Editorial

Wo ist die Evidenz?

Die Suche nach wissenschaftlichen Antworten ist in der Corona-Pandemie auf ein bisher kaum gekanntes Höchstmaß gestiegen. Und noch nie standen Forscher und ihre Ergebnisse weltweit derart unter Beobachtung (und Beschuss) wie in den vergangenen Monaten.

Wissenschaft fand bisher, wenn nicht im Elfenbeinturm, dann doch meist unter Ausschluss der Öffentlichkeit statt. Anders seit es die SARS-CoV-2-Pandemie gibt. Hieß es früher, es gebe in Deutschland 80 Millionen Fußball-Bundestrainer, so sind wir heute ein Volk von Virologen und Epidemiologen. Begriffe wie Letalität, Spezifität und falsch positiv gehen inzwischen selbst medizinischen Laien so leicht über die Lippen, als handele es sich dabei um eine Abseitsfalle oder ein 4–4–2-System. Durchaus verständlich, denn die Erkenntnisse der Wissenschaft und die daraus gezogenen Schlüsse und Maßnahmen seitens der Politik betreffen uns in der Corona-Krise schließlich alle.

Das aktuelle Maß der Dinge im medizinisch-wissenschaftlichen Kontext ist in Sachen Erkenntnisgewinn die evidenzbasierte Medizin. Entscheidungen sollen also auf Grundlage empirisch nachgewiesener Wirksamkeit getroffen werden. Zu den Gralshütern gehört dabei hierzulande das Deutsche Netzwerk Evidenzbasierte Medizin e. V. – kurz EbM-Netzwerk. Die Verdienste des Netzwerks für eine bestmögliche Medizin kann man nicht hoch genug schätzen. Dass sich dieser renommierte Kreis nun auch mit der Corona-Pandemie befasst, erscheint nur folgerichtig. Am 8. September erfolgte daher eine Stellungnahme mit dem Titel „COVID-19: Wo ist die Evidenz?“.

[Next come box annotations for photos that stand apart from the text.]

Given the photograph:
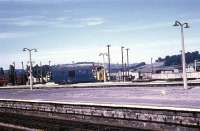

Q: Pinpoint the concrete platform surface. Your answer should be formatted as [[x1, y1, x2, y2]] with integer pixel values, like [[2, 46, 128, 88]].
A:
[[0, 86, 200, 110]]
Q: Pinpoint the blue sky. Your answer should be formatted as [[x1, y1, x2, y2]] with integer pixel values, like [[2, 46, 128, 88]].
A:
[[0, 0, 200, 68]]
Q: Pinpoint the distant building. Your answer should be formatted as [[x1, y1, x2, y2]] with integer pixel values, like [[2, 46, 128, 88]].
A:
[[51, 62, 106, 84]]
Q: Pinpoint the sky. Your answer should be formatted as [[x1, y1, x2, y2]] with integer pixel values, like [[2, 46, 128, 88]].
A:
[[0, 0, 200, 69]]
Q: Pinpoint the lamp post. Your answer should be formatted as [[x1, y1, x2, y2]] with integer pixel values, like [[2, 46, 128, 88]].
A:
[[126, 48, 130, 78], [121, 46, 124, 81], [107, 45, 111, 80], [99, 53, 108, 82], [23, 48, 37, 90], [173, 21, 189, 89]]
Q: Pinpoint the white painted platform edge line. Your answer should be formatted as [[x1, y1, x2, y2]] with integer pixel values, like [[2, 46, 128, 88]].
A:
[[0, 99, 200, 112]]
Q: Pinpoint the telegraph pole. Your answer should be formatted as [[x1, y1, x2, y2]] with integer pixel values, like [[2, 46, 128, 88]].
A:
[[173, 21, 189, 89], [121, 46, 124, 81], [23, 48, 37, 90], [107, 45, 111, 81], [126, 48, 129, 78]]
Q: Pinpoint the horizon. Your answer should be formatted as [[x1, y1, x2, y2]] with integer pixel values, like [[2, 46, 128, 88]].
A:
[[0, 0, 200, 69]]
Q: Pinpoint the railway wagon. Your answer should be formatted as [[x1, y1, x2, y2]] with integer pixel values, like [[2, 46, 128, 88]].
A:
[[51, 64, 104, 84]]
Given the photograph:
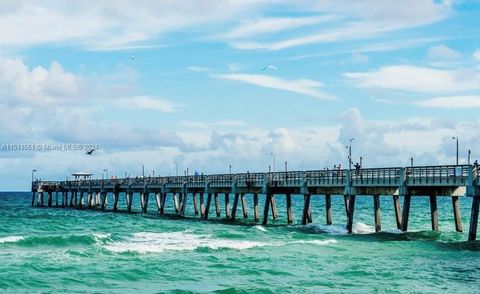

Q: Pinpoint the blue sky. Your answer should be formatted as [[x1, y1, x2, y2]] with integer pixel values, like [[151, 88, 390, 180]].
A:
[[0, 0, 480, 190]]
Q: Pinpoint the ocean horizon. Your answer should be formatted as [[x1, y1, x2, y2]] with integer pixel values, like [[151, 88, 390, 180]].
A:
[[0, 192, 480, 293]]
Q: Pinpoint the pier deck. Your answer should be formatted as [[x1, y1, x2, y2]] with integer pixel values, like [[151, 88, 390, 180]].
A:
[[32, 165, 480, 241]]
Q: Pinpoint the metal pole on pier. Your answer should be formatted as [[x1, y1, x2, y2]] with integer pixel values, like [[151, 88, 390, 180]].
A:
[[452, 136, 458, 165]]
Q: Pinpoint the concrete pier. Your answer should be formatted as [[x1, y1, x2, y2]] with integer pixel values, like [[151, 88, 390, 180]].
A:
[[31, 165, 480, 240]]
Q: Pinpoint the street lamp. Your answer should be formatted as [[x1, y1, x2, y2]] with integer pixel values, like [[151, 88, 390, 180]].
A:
[[173, 160, 178, 177], [32, 169, 37, 183], [452, 136, 458, 165], [345, 138, 355, 169], [270, 152, 275, 172]]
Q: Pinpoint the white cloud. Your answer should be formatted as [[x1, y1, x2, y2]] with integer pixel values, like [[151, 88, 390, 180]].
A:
[[215, 74, 336, 100], [352, 52, 368, 63], [224, 15, 338, 39], [115, 96, 178, 112], [415, 96, 480, 109], [230, 0, 451, 50], [0, 0, 272, 50], [187, 66, 212, 72], [344, 65, 480, 93], [179, 120, 246, 129], [427, 45, 462, 60], [473, 50, 480, 61], [0, 58, 88, 106]]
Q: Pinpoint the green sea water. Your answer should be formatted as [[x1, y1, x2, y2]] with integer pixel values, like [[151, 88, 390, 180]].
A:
[[0, 193, 480, 293]]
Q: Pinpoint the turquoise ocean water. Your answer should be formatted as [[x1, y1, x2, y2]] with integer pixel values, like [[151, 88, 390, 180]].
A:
[[0, 193, 480, 293]]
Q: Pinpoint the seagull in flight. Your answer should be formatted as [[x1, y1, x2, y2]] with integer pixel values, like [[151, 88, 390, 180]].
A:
[[262, 64, 278, 71]]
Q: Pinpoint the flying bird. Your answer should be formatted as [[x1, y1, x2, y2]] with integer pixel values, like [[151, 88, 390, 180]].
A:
[[262, 64, 278, 71]]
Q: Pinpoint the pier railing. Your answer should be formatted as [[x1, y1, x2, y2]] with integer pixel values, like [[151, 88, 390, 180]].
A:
[[32, 165, 480, 189]]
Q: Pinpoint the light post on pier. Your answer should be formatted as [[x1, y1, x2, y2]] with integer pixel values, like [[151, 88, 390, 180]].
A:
[[32, 169, 37, 185], [345, 138, 355, 169], [452, 136, 458, 165], [270, 152, 275, 172]]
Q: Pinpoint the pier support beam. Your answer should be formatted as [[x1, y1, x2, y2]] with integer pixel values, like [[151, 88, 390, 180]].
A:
[[180, 193, 188, 216], [325, 194, 332, 225], [62, 191, 68, 207], [200, 193, 205, 219], [113, 192, 119, 211], [100, 192, 107, 210], [430, 195, 438, 231], [262, 194, 272, 226], [192, 192, 198, 215], [302, 194, 311, 225], [347, 195, 356, 234], [232, 193, 240, 221], [393, 195, 402, 230], [253, 194, 260, 222], [77, 191, 83, 208], [286, 194, 293, 225], [452, 196, 463, 232], [47, 191, 52, 207], [205, 193, 212, 219], [241, 193, 248, 218], [225, 193, 231, 218], [373, 194, 382, 232], [155, 193, 162, 213], [125, 192, 133, 213], [32, 191, 35, 207], [402, 195, 412, 232], [160, 193, 167, 215], [172, 193, 180, 214], [37, 192, 43, 206], [213, 193, 220, 218], [468, 196, 480, 241], [270, 194, 278, 220]]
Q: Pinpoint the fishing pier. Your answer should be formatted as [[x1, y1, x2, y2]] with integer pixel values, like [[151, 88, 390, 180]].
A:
[[32, 165, 480, 241]]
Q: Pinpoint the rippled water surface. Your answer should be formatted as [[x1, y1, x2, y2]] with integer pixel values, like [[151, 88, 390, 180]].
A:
[[0, 193, 480, 293]]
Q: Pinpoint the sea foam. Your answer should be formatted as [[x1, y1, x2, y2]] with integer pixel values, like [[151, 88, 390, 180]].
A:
[[105, 232, 273, 253], [307, 222, 375, 235], [0, 236, 24, 243]]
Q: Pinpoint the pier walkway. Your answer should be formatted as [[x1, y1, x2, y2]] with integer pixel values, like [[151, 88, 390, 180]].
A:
[[32, 165, 480, 241]]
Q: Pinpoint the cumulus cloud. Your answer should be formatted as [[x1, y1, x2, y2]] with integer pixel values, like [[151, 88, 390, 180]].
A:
[[0, 58, 88, 106], [344, 65, 480, 93], [114, 96, 178, 112]]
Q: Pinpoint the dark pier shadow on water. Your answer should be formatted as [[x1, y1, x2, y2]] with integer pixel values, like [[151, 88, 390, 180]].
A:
[[33, 206, 480, 251]]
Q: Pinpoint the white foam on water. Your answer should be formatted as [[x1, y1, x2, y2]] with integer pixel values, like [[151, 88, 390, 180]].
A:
[[352, 222, 375, 234], [93, 233, 112, 239], [308, 222, 375, 235], [291, 239, 338, 245], [253, 225, 267, 232], [104, 232, 274, 253], [0, 236, 24, 243], [382, 228, 404, 234]]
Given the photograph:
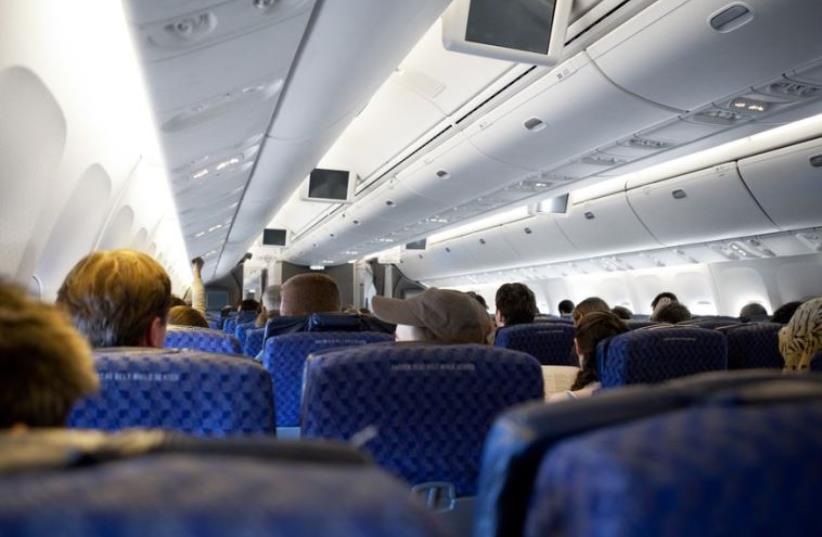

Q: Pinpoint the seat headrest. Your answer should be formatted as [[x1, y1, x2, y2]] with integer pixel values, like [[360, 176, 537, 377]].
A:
[[69, 347, 275, 436], [597, 325, 728, 388], [474, 370, 822, 537], [302, 344, 543, 495], [165, 325, 242, 354]]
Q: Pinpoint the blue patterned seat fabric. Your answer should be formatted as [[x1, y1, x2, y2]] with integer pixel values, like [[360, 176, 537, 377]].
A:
[[302, 344, 543, 496], [234, 321, 255, 348], [494, 322, 579, 366], [263, 332, 394, 427], [165, 326, 242, 354], [723, 323, 785, 369], [0, 455, 450, 537], [597, 325, 728, 388], [474, 369, 822, 537], [525, 399, 822, 537], [69, 348, 276, 436], [243, 328, 265, 357]]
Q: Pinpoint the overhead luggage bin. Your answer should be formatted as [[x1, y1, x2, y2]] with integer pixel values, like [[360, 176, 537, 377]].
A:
[[739, 139, 822, 229], [556, 192, 659, 256], [467, 53, 676, 170], [628, 163, 778, 246], [588, 0, 822, 111]]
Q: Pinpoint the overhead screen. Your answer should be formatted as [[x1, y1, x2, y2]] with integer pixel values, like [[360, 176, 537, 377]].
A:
[[302, 168, 354, 203], [443, 0, 572, 65], [263, 228, 287, 246]]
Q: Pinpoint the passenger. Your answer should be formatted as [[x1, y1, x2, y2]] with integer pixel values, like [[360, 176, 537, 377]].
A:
[[168, 306, 208, 328], [495, 283, 539, 328], [191, 257, 206, 317], [57, 250, 171, 347], [549, 306, 628, 401], [280, 272, 341, 316], [557, 298, 574, 317], [611, 306, 634, 321], [372, 288, 491, 344], [739, 302, 768, 323], [254, 285, 280, 328], [0, 283, 99, 430], [771, 300, 802, 324], [572, 296, 611, 325], [651, 291, 679, 321], [779, 297, 822, 371], [654, 302, 691, 324]]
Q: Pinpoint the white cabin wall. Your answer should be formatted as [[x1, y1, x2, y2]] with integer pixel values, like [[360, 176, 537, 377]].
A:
[[0, 0, 190, 299], [438, 254, 822, 316]]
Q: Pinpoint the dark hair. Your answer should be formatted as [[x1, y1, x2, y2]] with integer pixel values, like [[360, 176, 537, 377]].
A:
[[771, 300, 802, 324], [654, 302, 691, 324], [651, 291, 679, 309], [571, 311, 628, 391], [739, 302, 768, 322], [494, 283, 538, 326], [57, 250, 171, 347], [611, 306, 634, 321], [240, 298, 260, 312], [557, 298, 574, 315], [168, 306, 208, 328], [467, 291, 488, 311], [573, 296, 611, 324]]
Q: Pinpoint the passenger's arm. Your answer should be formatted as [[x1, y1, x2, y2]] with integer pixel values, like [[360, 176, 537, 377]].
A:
[[191, 257, 205, 315]]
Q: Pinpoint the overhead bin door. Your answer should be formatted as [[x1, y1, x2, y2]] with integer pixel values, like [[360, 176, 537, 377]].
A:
[[588, 0, 822, 110], [556, 192, 659, 256], [739, 139, 822, 229], [628, 164, 776, 245], [467, 53, 675, 170], [501, 215, 577, 265]]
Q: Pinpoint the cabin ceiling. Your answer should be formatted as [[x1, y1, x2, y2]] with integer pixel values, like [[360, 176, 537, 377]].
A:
[[122, 0, 822, 278]]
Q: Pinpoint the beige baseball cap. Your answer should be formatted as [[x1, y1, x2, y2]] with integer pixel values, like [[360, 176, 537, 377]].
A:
[[372, 288, 489, 343]]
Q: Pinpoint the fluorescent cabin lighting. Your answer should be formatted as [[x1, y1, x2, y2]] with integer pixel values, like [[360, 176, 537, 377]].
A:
[[428, 206, 528, 244]]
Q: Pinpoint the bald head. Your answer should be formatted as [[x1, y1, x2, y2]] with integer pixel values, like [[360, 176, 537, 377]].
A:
[[280, 273, 341, 315]]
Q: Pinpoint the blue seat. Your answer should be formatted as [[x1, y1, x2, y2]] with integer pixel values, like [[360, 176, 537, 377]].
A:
[[474, 370, 822, 537], [494, 322, 579, 366], [165, 326, 242, 354], [302, 344, 543, 497], [243, 328, 265, 356], [263, 332, 394, 427], [69, 348, 276, 436], [234, 321, 256, 348], [597, 325, 728, 388], [525, 396, 822, 537], [0, 438, 444, 537], [722, 323, 785, 369]]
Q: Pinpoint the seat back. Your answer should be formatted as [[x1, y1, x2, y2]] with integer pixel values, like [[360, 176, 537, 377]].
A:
[[525, 389, 822, 537], [165, 325, 243, 354], [722, 323, 785, 369], [0, 431, 443, 537], [474, 370, 822, 537], [597, 325, 728, 388], [243, 328, 265, 357], [69, 348, 276, 436], [263, 332, 394, 427], [302, 344, 543, 496], [234, 321, 256, 348], [494, 322, 579, 366]]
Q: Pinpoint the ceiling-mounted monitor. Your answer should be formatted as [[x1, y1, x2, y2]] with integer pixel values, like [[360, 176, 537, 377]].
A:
[[442, 0, 573, 66], [263, 228, 288, 246], [301, 168, 356, 203]]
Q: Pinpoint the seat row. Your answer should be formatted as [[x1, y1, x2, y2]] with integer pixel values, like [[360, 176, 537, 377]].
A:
[[11, 368, 822, 537]]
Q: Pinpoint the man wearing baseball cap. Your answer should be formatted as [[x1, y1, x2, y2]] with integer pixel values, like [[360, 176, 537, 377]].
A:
[[372, 288, 492, 344]]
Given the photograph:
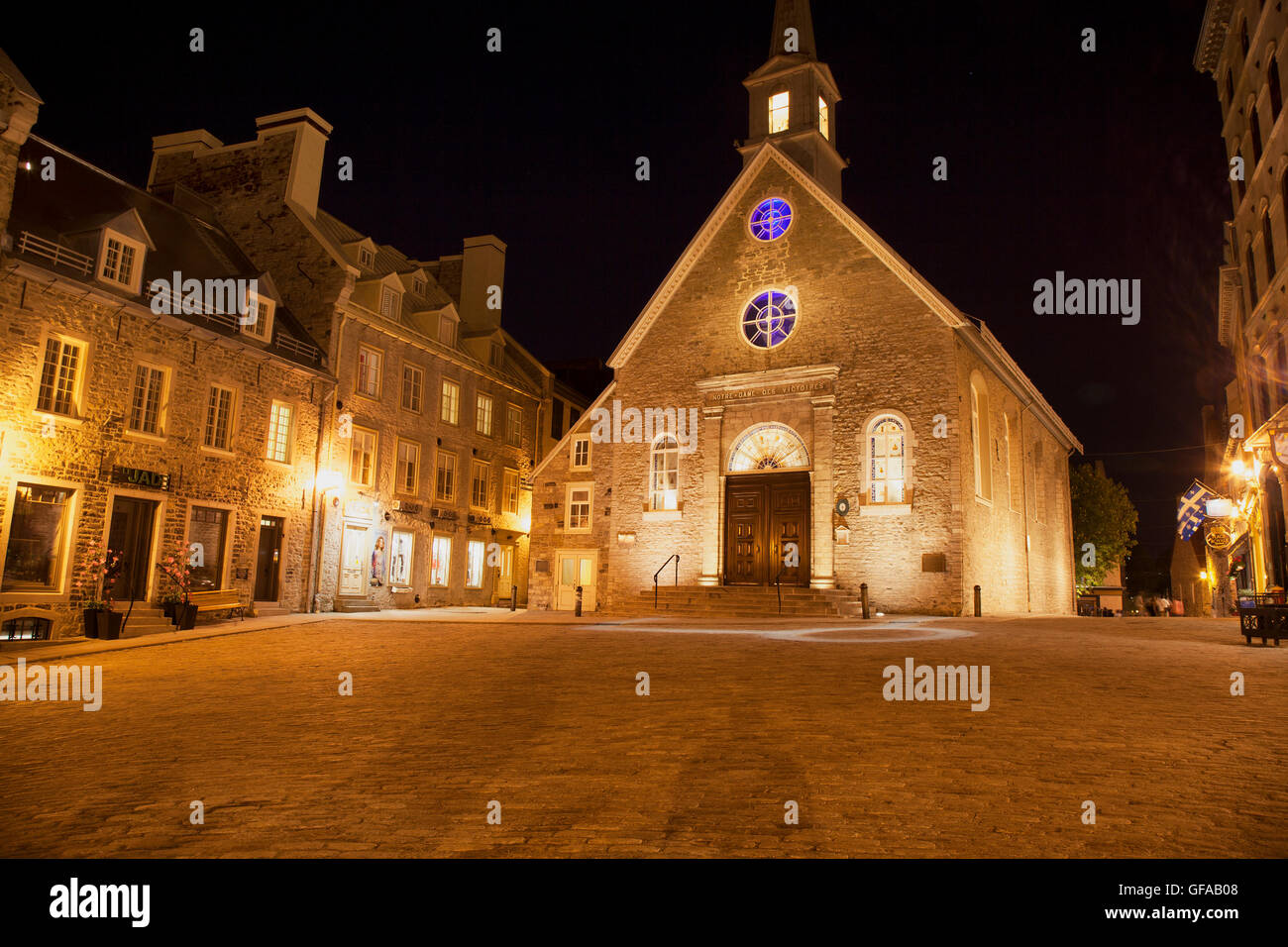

Diese Stellungnahme lässt einen, der die sonstigen Publikationen des Netzwerks kennt, stirnrunzelnd bis kopfschüttelnd zurück. Mit diesem Papier, das ausschließlich vom Vorsitzenden des Netzwerks, Prof. Andreas Sönnichsen, unterschrieben wurde, wurde viel gewollt, aber nichts erreicht. Zitat aus der Zusammenfassung: „Es gibt insgesamt noch sehr wenig belastbare Evidenz, weder zu COVID-19 selbst noch zur Effektivität der derzeit ergriffenen Maßnahmen, aber es ist nicht auszuschließen, dass die trotz weitgehend fehlender Evidenz ergriffenen Maßnahmen inzwischen größeren Schaden anrichten könnten als das Virus selbst.“ Diesen Satz muss man sich geistig auf der Zunge zergehen lassen. Es gibt also eine wenig belastbare Beweislage, trotzdem werden im Konjunktiv Schlüsse gezogen. In dem gerade einmal zehnseitigen Papier (davon drei Literatur) befassen sich die Autoren mit der Gefährlichkeit von COVID-19, den getroffenen Maßnahmen zur Eindämmung der Pandemie, Massentestungen, der öffentlichen Berichterstattung, der Impfstoffentwicklung und den Folgen des Lockdowns inklusive Auswirkungen der Arbeitslosigkeit. Das könnte man sportlich nennen – oder aber zu dem Schluss kommen, dass man sich völlig verhoben hat. Das Papier, das auf der Website des EbM-Netzwerks zu finden ist, sei daher zur Lektüre und als Beispiel, wie man es nicht machen sollte, empfohlen.

Als positives Gegenbeispiel für fundierte wissenschaftliche Arbeit mit Praxisbezug sei die S1-Leitlinie zum „Umgang mit zahnmedizinischen Patienten bei Belastung mit Aerosol-übertragbaren Erregern“ genannt – erstellt von der Deutschen Gesellschaft für Zahn-, Mund- und Kieferheilkunde unter Mitarbeit der BZÄK, der KZBV, der DGMKG und der DG Paro. Die 36-seitige Leitlinie hat die klare Zielsetzung, Zahnärzten und zahnmedizinischem Fachpersonal notwendige Maßnahmen zum Selbst- und Fremdschutz vor einer Infektion mit SARS-CoV-2 und Aerosol-übertragbaren Erregern zu vermitteln. Aber auch hier ist klar, das sei in aller Deutlichkeit gesagt, dass es sich um den aktuellen Stand in einem höchst volatilen Geschehen handelt. Darum ist die Leitlinie auch nur bis März 2021 gültig. Wissenschaft lebt davon, dass kontinuierlich neue Daten in den Erkenntnisprozess einfließen. Absolutes Wissen kann es nicht geben – nur das Streben danach.